The sun is slanting at an angle through the large, tinted Illinois Terminal windows. It’s a cool 64 degrees here in Champaign, Illinois. China, with its heat and humidity, is becoming a distant memory. I’m on my way to Chicago to give a reading tonight at Hopleaf Bar, part of the Tuesday Funk series. I’m honored to be reading with Aleksandar Hemon, whose new memoir, The Book of My Lives, was released in March by Farrar, Straus, and Giroux .
It’s been exactly a month since I came home from China. A month since that 24-hours of hellish travel through connecting flights and long layovers in distant cities. It’s odd to be back in a travel zone–I’ve already forgotten the odd folks who show up to travel together. There’s a young black woman with a shaved head and a tight shirt raised high enough to expose her belly sitting in the row of chairs near the window. She’s talking like she’s on a phone, but there is no phone in her hand, no earpiece connected to her head. A guy several seats away, sporting a yarmulka and a wedding band, is staring at his iPhone with earbuds loosely in place. Several Asian students and older couples are scattered throughout the waiting area, as well as an Indian couple and many pairs and singles of caucasians and African-Americans. Ah, diversity. One of the questions I got from a Marxist scholar in China was how to reconcile diversity and integration. Curiosity, I told her, and tolerance for the discomfort that can come with difference.
I’m keeping this post short because my train will be here soon. There are still so many things about China I’ve forgotten to write about: night swimming in East Lake beneath the bats and the star-filled sky; sleeping in a hotel room with a young Chinese girl I’d only met hours before; fresh-made yogurt with raisins and honey; a late-night foot massage in Shanghai with my husband sitting in the chair next to me, his masseuse nodding and winking, Â hinting to us in his limited English that massage is an aphrodisiac.

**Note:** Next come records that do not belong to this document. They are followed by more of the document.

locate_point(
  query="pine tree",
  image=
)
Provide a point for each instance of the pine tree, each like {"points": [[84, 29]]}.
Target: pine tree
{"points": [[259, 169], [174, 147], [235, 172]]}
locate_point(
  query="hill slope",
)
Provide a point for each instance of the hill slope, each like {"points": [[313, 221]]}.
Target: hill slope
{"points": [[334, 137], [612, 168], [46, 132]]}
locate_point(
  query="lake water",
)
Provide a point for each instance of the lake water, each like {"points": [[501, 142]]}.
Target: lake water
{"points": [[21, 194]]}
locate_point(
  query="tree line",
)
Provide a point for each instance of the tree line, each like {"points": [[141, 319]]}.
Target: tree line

We had lunch recently with Chinese friends we met years ago when my husband taught ESL in a public school. Eating with this family helped me see how much of China I’ve already lost, even though it’s only been a month. I’ve lost the few words I knew in Chinese, the weight of the damp heat, the rhythm of how to navigate Chinese streets and sidewalks. All I have now is a warm, fuzzy nostalgia for China, for all the things I loved about China despite its many challenges. And a longing to return.